The three concrete "downturns" on this chart:
- FY18–FY20 collapse. Revenue halved from ₹110 Cr to ₹60 Cr; equity reserves went negative (-₹43 Cr by FY20); the company was recapitalized by Ipca via preferential issue. This is the failure mode for a sub-scale single-plant formulator — one product ramp-down or lost customer and the plant goes under breakeven.
- FY22 spike. The outlier year. Reported 52% OPM alongside an unusually large related-party revenue book and a jump in "sale of goods" to Ipca. Do not extrapolate anything from this year; it is the single data point that inflates every trailing average.
- FY24 post-spike normalization. Revenue back to ₹111 Cr, net profit of ₹(3) Cr despite a reported ₹182% effective tax bounce. Shows how quickly profitability vanishes when the FY22-style mix doesn't repeat.
The Metrics That Actually Matter
Forget P/E — there isn't a stable E. For Lyka, these five metrics, in this order, explain the stock:
Why these beat the usual ratios. ROE and OPM cherry-pick FY22 into every trailing window, which is why screens call Lyka "turnaround with ROE 9%." They miss that (a) the profit is not cashing, (b) customer concentration is rising not falling, and (c) the growth is front-loaded on one anchor customer whose balance sheet isn't under discussion. Watch the four metrics above for three quarters in a row before believing any rerate.
What I'd Tell a Young Analyst
Do not value this on earnings. Value it on plant utilization times normalized contribution margin, and haircut for related-party concentration. The bull case is real but narrow: if the new Lyophilization Phase-I line ramps and Ipca migrates more volume in (which it logically would, given the 58% stake and the ₹50 Cr annual RPT ceiling just approved), revenue could step to ₹200-250 Cr with 18-22% OPM. That is ₹40 Cr EBITDA on a ₹214 Cr EV — cheap. But you only earn that re-rate if FCF turns positive for four consecutive quarters and debtor days compress back to 60. Neither has started.
Three things would change the thesis — watch in this order:
- Cash conversion. If debtor days go above 130, or CCC above 110, the story is broken regardless of reported profit. Conversely, a return to sub-60 debtor days alongside revenue growth would be the first real bullish signal in a decade.
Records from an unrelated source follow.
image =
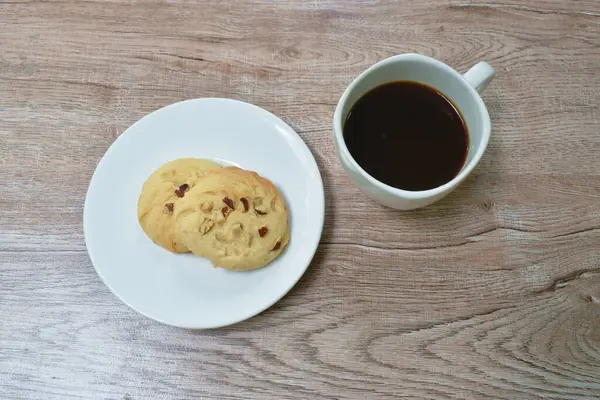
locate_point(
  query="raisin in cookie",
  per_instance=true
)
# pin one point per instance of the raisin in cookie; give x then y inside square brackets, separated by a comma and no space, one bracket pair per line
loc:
[234,218]
[160,196]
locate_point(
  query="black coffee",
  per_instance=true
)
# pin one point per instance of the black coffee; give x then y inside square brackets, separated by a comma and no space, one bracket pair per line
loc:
[407,135]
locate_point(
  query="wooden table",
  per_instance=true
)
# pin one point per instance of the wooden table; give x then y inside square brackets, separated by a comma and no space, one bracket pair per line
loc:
[493,293]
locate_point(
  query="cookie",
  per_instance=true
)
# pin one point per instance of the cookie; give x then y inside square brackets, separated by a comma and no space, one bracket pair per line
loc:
[160,197]
[234,218]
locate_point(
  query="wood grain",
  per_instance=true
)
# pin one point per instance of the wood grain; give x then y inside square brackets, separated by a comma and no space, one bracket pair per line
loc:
[493,293]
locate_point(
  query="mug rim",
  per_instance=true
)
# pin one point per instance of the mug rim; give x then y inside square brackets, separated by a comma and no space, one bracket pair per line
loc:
[402,193]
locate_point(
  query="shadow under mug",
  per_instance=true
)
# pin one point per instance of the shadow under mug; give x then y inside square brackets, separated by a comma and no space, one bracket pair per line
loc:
[462,90]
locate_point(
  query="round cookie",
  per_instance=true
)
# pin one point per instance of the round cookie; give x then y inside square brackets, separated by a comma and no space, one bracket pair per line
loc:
[234,218]
[160,197]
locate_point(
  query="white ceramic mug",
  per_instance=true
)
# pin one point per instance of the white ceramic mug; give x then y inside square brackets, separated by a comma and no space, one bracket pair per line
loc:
[462,90]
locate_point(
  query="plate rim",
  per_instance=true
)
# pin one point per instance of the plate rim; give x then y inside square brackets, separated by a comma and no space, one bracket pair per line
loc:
[269,303]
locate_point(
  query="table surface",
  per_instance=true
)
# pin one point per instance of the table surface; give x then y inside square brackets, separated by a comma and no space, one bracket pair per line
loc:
[492,293]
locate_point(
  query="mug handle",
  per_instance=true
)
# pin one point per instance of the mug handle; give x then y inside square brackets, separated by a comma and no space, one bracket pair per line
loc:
[479,76]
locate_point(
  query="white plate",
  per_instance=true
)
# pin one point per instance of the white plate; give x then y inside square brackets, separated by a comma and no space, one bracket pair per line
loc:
[181,289]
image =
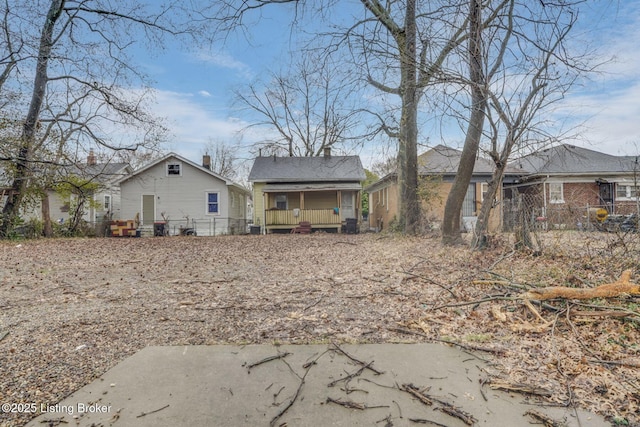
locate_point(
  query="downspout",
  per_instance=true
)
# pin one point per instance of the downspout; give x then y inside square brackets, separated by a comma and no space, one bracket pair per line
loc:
[544,194]
[264,211]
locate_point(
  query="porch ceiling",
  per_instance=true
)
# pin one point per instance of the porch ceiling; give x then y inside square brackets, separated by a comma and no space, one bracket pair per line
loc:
[279,188]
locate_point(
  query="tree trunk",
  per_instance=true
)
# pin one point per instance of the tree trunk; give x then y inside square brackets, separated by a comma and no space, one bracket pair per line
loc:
[408,135]
[453,206]
[47,229]
[482,226]
[23,170]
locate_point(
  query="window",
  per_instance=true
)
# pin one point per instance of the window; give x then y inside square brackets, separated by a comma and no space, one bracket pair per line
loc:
[555,192]
[174,169]
[213,205]
[484,188]
[281,201]
[627,191]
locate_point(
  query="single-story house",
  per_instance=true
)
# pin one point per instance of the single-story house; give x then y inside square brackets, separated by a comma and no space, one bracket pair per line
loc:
[323,190]
[437,169]
[565,182]
[178,194]
[103,202]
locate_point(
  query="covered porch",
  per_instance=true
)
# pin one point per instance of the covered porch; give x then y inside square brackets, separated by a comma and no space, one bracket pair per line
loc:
[325,206]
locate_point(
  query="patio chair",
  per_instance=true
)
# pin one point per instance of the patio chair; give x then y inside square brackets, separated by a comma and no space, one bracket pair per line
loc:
[304,227]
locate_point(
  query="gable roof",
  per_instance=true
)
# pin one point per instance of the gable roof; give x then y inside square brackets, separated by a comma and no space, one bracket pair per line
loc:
[307,169]
[569,159]
[187,161]
[102,173]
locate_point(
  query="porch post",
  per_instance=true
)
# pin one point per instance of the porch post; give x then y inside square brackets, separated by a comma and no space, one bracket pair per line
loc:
[265,199]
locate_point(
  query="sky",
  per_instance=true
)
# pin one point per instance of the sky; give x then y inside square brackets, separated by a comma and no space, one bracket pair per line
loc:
[194,88]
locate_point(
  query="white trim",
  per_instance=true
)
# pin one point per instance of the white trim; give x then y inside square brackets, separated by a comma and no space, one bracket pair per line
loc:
[206,202]
[561,199]
[174,163]
[628,197]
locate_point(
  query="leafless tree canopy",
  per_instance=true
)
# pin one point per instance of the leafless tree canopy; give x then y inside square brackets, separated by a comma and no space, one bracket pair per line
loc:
[311,106]
[68,82]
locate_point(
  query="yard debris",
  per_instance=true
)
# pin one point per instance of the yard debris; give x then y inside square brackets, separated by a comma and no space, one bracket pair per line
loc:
[620,287]
[408,289]
[546,421]
[519,388]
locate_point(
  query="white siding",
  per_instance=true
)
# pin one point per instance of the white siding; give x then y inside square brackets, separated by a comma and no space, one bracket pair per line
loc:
[179,197]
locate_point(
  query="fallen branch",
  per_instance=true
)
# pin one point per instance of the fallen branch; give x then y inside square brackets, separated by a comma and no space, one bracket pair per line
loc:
[415,392]
[520,388]
[546,421]
[337,348]
[458,413]
[350,376]
[275,419]
[620,287]
[152,412]
[445,407]
[347,403]
[423,421]
[353,405]
[268,359]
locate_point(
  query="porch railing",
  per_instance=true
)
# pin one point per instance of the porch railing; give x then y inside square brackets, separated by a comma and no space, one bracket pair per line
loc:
[314,216]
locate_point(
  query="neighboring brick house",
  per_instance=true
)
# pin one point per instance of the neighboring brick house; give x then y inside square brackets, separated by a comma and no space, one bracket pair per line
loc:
[568,183]
[437,169]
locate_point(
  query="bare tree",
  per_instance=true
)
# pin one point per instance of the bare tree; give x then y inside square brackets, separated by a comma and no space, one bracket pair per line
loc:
[453,206]
[81,69]
[518,66]
[521,93]
[223,157]
[307,108]
[402,50]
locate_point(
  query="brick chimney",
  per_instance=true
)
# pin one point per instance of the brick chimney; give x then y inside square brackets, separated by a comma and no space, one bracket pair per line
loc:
[91,158]
[206,161]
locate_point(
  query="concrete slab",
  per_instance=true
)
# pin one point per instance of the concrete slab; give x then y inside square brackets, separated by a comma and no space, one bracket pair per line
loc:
[299,385]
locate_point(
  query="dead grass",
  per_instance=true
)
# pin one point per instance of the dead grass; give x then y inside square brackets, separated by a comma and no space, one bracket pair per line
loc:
[74,308]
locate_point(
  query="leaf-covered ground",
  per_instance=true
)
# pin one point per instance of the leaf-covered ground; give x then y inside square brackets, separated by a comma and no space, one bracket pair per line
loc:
[71,309]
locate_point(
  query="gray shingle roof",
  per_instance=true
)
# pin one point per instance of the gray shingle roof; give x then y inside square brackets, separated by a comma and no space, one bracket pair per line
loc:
[307,169]
[569,159]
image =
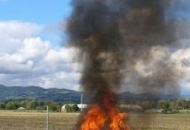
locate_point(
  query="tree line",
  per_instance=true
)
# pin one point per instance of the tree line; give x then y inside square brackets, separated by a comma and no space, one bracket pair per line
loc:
[30,105]
[167,106]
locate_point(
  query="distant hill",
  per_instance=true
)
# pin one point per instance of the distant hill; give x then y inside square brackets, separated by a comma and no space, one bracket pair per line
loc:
[65,95]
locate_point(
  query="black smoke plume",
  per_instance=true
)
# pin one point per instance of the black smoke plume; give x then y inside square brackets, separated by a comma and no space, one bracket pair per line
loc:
[116,38]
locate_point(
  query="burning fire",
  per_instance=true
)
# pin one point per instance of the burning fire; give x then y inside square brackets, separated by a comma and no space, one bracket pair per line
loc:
[104,116]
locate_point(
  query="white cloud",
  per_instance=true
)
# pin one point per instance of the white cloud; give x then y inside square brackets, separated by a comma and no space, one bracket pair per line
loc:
[13,32]
[29,60]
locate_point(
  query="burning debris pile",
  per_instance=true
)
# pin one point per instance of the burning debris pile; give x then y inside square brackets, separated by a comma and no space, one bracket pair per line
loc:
[114,36]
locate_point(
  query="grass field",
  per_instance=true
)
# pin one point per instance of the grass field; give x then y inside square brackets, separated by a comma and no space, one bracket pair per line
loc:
[10,120]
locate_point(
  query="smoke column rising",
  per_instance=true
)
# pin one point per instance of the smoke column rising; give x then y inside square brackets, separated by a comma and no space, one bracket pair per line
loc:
[117,36]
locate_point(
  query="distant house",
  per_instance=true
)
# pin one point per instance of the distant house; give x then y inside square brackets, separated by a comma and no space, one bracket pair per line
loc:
[150,111]
[21,109]
[80,106]
[132,108]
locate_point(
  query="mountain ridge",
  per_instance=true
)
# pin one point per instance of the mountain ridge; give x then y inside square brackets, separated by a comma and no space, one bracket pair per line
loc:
[65,95]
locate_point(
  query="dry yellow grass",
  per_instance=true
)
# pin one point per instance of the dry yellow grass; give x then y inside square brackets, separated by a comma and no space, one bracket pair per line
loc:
[10,120]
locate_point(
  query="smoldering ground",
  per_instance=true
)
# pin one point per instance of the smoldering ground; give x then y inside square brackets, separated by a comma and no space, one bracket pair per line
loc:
[124,43]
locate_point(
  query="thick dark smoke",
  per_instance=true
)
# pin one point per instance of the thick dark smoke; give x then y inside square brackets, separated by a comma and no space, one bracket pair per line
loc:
[123,43]
[116,36]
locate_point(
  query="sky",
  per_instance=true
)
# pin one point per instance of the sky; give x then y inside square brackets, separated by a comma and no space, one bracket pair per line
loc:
[33,51]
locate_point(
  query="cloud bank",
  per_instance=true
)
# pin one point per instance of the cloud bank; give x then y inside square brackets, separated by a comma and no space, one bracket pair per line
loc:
[27,59]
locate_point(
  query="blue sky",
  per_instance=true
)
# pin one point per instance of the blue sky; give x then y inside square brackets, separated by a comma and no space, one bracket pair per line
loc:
[39,11]
[32,48]
[47,13]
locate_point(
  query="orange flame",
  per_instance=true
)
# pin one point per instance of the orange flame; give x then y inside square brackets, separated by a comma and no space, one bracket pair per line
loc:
[101,114]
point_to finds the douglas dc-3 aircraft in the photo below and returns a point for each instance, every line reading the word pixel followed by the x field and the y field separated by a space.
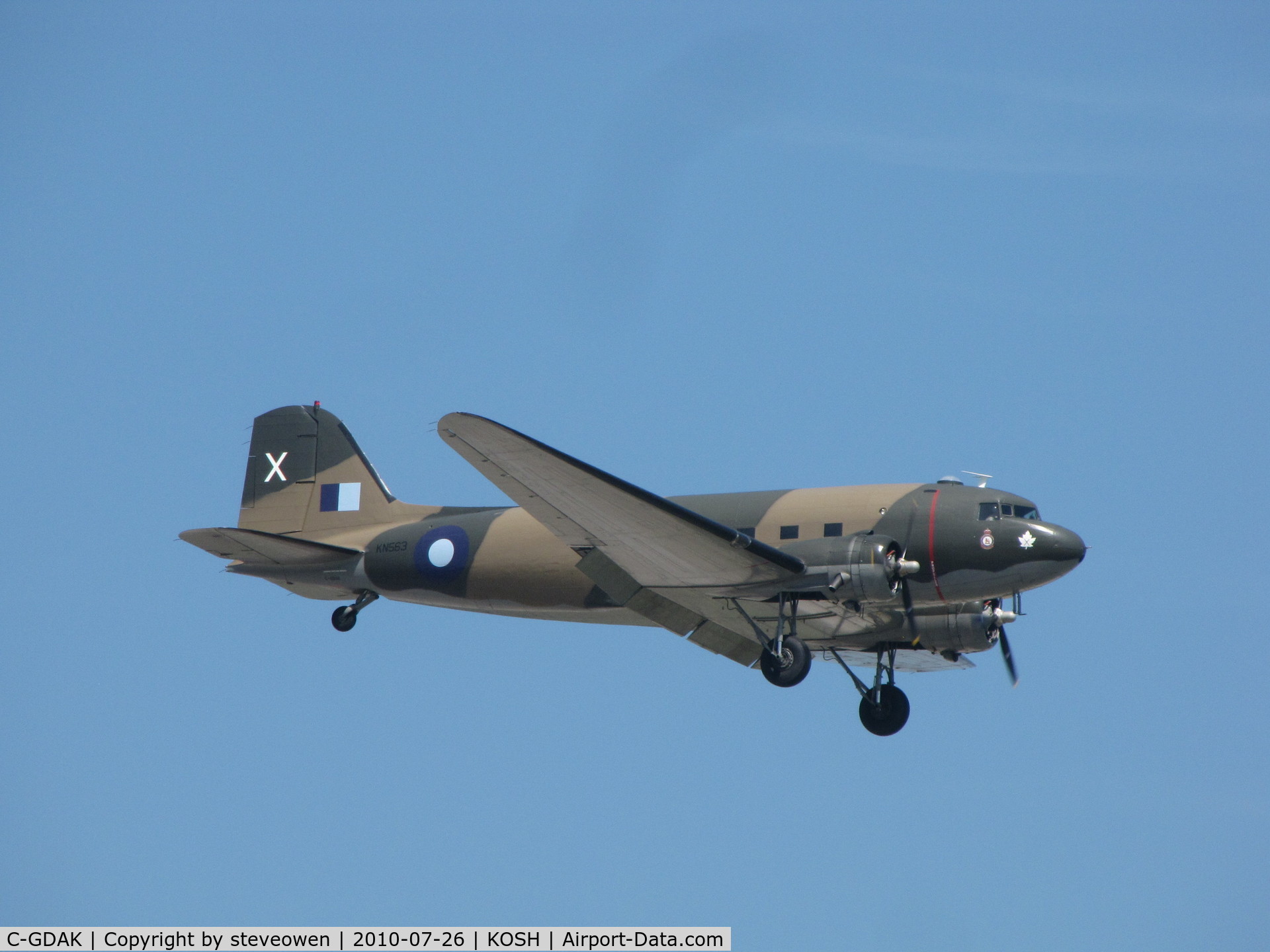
pixel 907 576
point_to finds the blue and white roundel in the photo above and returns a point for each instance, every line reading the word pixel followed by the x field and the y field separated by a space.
pixel 443 554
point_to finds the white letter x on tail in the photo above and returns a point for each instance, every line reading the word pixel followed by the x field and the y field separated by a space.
pixel 277 467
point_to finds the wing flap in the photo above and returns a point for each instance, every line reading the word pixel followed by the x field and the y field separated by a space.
pixel 255 547
pixel 709 622
pixel 658 542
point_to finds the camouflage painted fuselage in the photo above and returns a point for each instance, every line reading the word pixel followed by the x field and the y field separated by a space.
pixel 502 560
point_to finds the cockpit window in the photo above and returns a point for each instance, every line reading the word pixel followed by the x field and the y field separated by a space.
pixel 995 510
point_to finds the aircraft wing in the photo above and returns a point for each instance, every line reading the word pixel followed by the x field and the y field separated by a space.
pixel 257 547
pixel 657 542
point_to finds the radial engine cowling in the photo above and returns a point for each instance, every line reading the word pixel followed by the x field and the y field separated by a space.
pixel 863 568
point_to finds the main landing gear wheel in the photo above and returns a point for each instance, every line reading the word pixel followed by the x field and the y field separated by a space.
pixel 792 666
pixel 887 714
pixel 883 707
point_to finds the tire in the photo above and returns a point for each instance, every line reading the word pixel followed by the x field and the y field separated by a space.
pixel 888 716
pixel 793 666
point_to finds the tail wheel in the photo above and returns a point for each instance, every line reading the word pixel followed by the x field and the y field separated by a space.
pixel 792 666
pixel 888 715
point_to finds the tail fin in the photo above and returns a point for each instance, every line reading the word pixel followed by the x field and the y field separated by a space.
pixel 305 473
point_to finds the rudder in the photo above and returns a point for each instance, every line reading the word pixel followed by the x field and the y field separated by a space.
pixel 305 473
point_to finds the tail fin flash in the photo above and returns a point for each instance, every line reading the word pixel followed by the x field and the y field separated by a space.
pixel 305 473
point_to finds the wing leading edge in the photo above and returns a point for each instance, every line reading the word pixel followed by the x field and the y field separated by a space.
pixel 657 542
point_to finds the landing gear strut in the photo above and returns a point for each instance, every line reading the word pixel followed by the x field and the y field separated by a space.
pixel 785 660
pixel 346 616
pixel 883 707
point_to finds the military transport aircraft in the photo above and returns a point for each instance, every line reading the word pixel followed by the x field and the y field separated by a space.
pixel 907 576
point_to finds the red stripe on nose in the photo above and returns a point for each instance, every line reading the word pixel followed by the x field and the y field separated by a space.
pixel 930 546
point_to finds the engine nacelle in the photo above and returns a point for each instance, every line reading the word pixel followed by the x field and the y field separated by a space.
pixel 972 626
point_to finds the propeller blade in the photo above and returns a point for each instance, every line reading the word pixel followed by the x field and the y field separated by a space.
pixel 908 610
pixel 1009 656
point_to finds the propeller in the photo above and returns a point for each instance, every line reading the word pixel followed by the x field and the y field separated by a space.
pixel 904 569
pixel 1009 658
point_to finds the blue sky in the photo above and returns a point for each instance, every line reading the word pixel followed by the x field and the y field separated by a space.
pixel 705 247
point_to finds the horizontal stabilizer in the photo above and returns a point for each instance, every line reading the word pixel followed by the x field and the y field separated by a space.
pixel 257 547
pixel 658 542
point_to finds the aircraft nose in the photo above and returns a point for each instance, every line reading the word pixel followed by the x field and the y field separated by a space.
pixel 1066 545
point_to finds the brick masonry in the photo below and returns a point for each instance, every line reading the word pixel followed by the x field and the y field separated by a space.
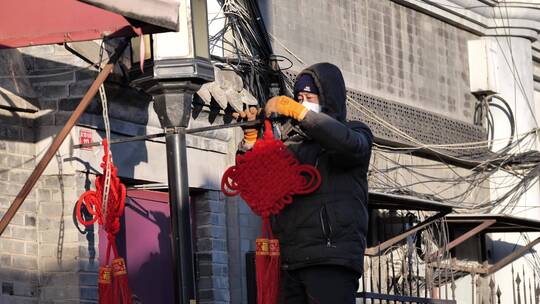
pixel 383 48
pixel 19 279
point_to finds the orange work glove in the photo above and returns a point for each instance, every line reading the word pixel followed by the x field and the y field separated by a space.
pixel 285 106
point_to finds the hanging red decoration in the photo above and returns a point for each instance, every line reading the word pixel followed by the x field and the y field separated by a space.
pixel 266 178
pixel 113 284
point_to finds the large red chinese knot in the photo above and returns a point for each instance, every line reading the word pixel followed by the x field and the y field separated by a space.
pixel 267 177
pixel 112 279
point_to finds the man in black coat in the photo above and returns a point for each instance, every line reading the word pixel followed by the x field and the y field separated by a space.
pixel 322 234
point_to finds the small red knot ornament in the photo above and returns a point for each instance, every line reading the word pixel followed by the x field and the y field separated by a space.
pixel 113 284
pixel 267 177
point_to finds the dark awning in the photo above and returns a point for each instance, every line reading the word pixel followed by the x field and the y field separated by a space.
pixel 163 13
pixel 379 200
pixel 34 22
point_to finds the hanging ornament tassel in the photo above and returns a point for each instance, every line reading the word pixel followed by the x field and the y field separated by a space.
pixel 261 265
pixel 105 285
pixel 113 281
pixel 266 178
pixel 121 288
pixel 273 270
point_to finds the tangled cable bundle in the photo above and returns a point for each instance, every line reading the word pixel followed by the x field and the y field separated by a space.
pixel 266 178
pixel 113 284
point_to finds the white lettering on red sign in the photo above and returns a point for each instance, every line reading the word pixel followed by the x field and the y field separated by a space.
pixel 85 137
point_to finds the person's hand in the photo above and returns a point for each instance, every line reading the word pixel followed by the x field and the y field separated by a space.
pixel 250 133
pixel 286 106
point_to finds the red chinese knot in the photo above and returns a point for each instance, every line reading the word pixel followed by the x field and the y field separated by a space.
pixel 267 176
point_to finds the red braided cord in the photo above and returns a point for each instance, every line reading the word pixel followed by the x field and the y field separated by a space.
pixel 115 203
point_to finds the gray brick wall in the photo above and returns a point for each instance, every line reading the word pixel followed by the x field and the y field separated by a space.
pixel 243 227
pixel 44 257
pixel 67 259
pixel 383 48
pixel 211 247
pixel 18 246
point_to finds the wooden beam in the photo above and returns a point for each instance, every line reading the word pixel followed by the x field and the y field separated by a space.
pixel 375 250
pixel 462 238
pixel 38 170
pixel 512 257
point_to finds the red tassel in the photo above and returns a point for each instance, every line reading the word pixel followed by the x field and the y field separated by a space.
pixel 105 285
pixel 121 287
pixel 261 263
pixel 272 272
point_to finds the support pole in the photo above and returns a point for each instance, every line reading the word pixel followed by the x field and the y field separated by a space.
pixel 57 142
pixel 180 217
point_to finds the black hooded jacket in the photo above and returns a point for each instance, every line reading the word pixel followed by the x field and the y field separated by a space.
pixel 328 226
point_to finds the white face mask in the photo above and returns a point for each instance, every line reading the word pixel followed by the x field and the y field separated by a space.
pixel 315 107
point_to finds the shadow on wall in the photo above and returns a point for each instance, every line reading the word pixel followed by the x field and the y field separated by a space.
pixel 145 243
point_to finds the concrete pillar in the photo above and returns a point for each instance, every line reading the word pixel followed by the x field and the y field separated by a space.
pixel 512 59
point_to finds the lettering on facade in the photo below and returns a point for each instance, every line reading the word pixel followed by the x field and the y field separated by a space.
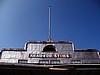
pixel 49 56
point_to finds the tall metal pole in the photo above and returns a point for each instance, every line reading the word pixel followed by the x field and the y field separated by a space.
pixel 49 25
- Ipca disclosure patterns. Related-party sales crossing 25-30% of revenue, or the Lyka Exports amalgamation (effective 8 April 2026) being followed by further group-consolidation steps, would tell you the business is being quietly restructured into an Ipca captive — re-rate that against Ipca's own comps, not Lyka's.
- A second anchor customer. The filings note "2 customers >10% of revenue" for the first time in FY25. If the non-Ipca name disclosed becomes a multi-year contract (especially an EU/US injectables account), the thesis flips from captive-cyclical to genuine CDMO.
What the market is probably over-weighting: the FY22 profit number, the "debt reduced from ₹163 Cr to ₹32 Cr" narrative (it reduced because Ipca paid ₹34 Cr of equity capital and ₹3,367 Lakh of share premium, not because the business generated cash), and the 9.3% ROE (mechanical bounce off a tiny equity base plus a very low-tax FY25 comparison year).
What the market is probably under-weighting: the quality of the reported FY25 profit (OCF/PAT of 0.25×), the fact that Q2 FY26 already printed an operating loss (Sep 2025: −₹2.5 Cr OPM), and the structural reality that Lyka without Ipca is a sub-breakeven business.